许诺没有开自己的直播间。他以普通访客的身份进入了剑啸长歌的直播频道。骆襄铃坐在连理亭里开着手机外放听着直播的声音——剑啸长歌正在聊当前版本的一个新副本配置,语速适中,偶尔跟弹幕互动,整体状态松弛而熟练。
大约过了十几分钟,骆襄铃从手机外放里听到了一句跟副本内容无关的话:"我看到有人在申请连麦——'许谔',这个名字有点熟悉,是那个水乡的……"
弹幕在那一瞬间开始变密。骆襄铃从连理亭里站起来走到水边站着,手机的音量被她调高了半格。许诺的声音从直播频道里传出来的时候,隔着一层电子信号的压缩,比她记忆中的略微薄一些,但语气还是那种特有的"不急着说完"的稳。
"你好,"许诺说,"我想接一下你在水乡祠堂前面那段视频里拍到的那句话。"
剑啸长歌在直播中停顿了一下。弹幕的滚动速度变快了,骆襄铃站在水边看着水面上夜灯的倒影被微风吹成细碎的波纹。"哪句话?"剑啸长歌问。
"'这方水土也曾是某个人的故乡。'"许诺说,"那句话是我师父写的。他叫沈暮雨。他当年在另一个游戏里建了一座叫'暮雨镇'的水乡,后来游戏关服了,镇子也沉了。他走之前把设计模式搬到了《桃花劫》里,作为隐藏系统留了下来。我们在水乡里做的所有事——从发现信物到触发联动到开放参观——都是在走他已经留好的路径。"
许诺在直播间里说完了这段话。他没有提"公平性"或"运气"这些词,只是把沈叔的存在和暮雨镇的遗产平铺直叙地放在了直播的公共空间里。

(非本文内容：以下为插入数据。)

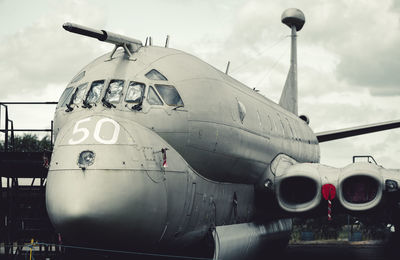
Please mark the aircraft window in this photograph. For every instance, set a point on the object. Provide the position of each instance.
(135, 92)
(170, 95)
(79, 93)
(95, 90)
(153, 98)
(65, 96)
(114, 91)
(155, 75)
(78, 77)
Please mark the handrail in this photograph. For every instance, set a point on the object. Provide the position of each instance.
(7, 121)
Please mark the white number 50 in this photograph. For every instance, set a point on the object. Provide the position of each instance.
(96, 133)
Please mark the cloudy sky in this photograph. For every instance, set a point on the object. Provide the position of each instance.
(348, 56)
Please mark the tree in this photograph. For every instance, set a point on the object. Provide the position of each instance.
(29, 143)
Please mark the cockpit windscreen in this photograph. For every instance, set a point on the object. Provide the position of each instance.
(114, 91)
(79, 93)
(134, 93)
(65, 97)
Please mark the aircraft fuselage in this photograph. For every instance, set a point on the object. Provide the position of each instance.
(219, 144)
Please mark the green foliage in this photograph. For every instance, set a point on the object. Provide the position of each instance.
(29, 143)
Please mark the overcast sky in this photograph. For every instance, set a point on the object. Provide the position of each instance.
(348, 56)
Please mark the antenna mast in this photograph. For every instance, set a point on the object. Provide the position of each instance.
(294, 18)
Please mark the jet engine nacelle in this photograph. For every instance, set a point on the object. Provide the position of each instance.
(359, 186)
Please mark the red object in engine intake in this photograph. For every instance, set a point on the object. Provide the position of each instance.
(328, 191)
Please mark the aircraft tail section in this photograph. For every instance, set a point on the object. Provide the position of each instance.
(289, 94)
(294, 18)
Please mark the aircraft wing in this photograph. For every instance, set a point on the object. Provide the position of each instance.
(358, 130)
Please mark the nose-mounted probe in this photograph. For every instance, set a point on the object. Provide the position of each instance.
(129, 45)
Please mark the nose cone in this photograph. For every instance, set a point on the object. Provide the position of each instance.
(110, 202)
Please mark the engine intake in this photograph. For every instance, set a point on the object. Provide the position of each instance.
(298, 190)
(360, 186)
(360, 189)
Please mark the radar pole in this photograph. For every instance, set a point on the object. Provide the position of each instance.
(294, 18)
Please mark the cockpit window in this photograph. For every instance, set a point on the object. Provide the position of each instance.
(153, 98)
(65, 97)
(155, 75)
(170, 95)
(93, 95)
(114, 91)
(78, 77)
(79, 93)
(134, 93)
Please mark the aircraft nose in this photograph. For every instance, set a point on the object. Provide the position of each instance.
(98, 188)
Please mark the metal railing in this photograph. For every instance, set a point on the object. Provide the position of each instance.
(9, 124)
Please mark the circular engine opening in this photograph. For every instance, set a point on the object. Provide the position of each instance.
(298, 190)
(359, 189)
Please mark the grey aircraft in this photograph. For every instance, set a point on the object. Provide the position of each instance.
(158, 151)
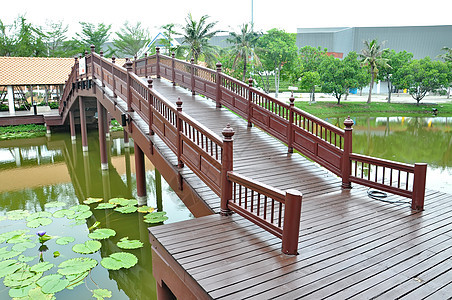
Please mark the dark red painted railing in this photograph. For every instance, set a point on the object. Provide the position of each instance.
(317, 139)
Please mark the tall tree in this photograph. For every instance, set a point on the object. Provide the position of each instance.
(243, 44)
(93, 34)
(277, 49)
(395, 62)
(169, 32)
(196, 35)
(372, 57)
(54, 37)
(422, 76)
(130, 39)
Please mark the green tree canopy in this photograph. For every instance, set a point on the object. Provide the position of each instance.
(130, 40)
(372, 57)
(195, 37)
(93, 34)
(243, 44)
(277, 52)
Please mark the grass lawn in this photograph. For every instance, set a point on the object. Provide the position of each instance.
(332, 109)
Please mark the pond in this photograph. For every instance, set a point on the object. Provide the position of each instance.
(52, 176)
(408, 140)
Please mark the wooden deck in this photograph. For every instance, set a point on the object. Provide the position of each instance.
(350, 245)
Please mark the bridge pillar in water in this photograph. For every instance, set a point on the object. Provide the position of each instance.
(140, 174)
(72, 125)
(101, 122)
(83, 124)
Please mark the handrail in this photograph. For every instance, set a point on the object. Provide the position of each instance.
(324, 143)
(277, 212)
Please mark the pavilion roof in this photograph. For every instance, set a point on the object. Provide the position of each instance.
(34, 70)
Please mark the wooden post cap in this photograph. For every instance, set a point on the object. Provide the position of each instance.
(228, 132)
(348, 122)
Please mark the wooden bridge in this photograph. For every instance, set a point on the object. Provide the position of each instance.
(196, 126)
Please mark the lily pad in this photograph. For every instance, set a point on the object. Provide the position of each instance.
(38, 215)
(64, 240)
(7, 254)
(76, 279)
(39, 222)
(92, 200)
(87, 247)
(126, 209)
(76, 265)
(119, 260)
(125, 243)
(102, 233)
(21, 278)
(63, 213)
(42, 267)
(101, 294)
(105, 206)
(10, 266)
(123, 201)
(53, 283)
(155, 217)
(17, 214)
(20, 247)
(145, 209)
(54, 204)
(21, 292)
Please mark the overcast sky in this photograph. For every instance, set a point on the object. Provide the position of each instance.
(287, 15)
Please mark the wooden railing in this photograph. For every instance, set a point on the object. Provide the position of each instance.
(317, 139)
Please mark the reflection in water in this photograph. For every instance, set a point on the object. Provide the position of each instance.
(79, 177)
(408, 140)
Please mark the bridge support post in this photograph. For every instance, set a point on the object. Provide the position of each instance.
(173, 72)
(140, 175)
(101, 114)
(72, 125)
(218, 79)
(226, 166)
(83, 124)
(290, 127)
(292, 216)
(250, 102)
(157, 55)
(420, 175)
(192, 75)
(346, 164)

骆襄铃站在水边听着手机外放里的短暂沉默。那段时间大约持续了三到四秒——在直播中三到四秒的停顿足够让所有正在看画面的人感觉到那个停顿本身的重量。剑啸长歌开口了。他的声音比之前低了一些,语速也慢了一拍:"你说的沈暮雨——这个名字我听说过。有人提过。"
"那就对了。"许诺说。
直播间里弹幕的滚动速度在这一刻达到了一个更快的频率。骆襄铃站在水边把手机从耳边拿下来放在掌心——她没有再继续听了。她走回连理亭里坐下来,亭中石桌上的茶已经凉了。
程砚在队伍频道里发了一条消息:"他说完了。直播间现在在讨论沈暮雨是谁。剑啸长歌没有立刻接话,但弹幕开始有人提到'暮雨镇'和'《剑雨》'了。"
骆襄铃看着那行字,然后切到手机看了一眼——许诺在直播中的那段发言被录屏截图迅速传到了游戏论坛的几个讨论区里,标题写着"许谔在剑啸长歌直播间提到了沈暮雨"。她点开其中一条帖子看了一会儿评论,大部分的回复都在问同一个问题:"沈暮雨是谁?"
她放下手机靠在连理亭的柱子上看着水面上夜灯的倒影。许诺刚刚在一场公开直播里把一个三年前沉没的名字放到了直播间三万多观众面前。这个名字在接下来的几天里可能会被搜索、被讨论、被重新翻找。
窗外的夜色已经深了。骆襄铃在连理亭里坐着等许诺从直播间退出来。过了一会儿,她的手机亮了——是许诺发来的一条消息,只有一句话:"说完了。你听到我说的那段了吗?"
她回:"听到了。从头到尾。"
许诺那边停了一下。然后他回:"那就好。那我不重复了。"
骆襄铃看着那行字,在夜色中轻轻弯了一下嘴角。她收好手机从连理亭里站起来,最后看了一眼水面上的夜灯——暖光正在暮春最后的夜风中缓缓波动。
她不知道的是,在那次直播结束后的四十分钟内,一个名为"沈暮雨·暮雨镇"的搜索词条开始出现在游戏论坛的热搜栏底部。那条词条的旁边标注着"三年前《剑雨》隐藏水乡设计者"一行小字。
沈叔的名字时隔三年再一次出现在公共视野里。而许诺刚刚在一个三万人的直播间中第一个把它念了出来。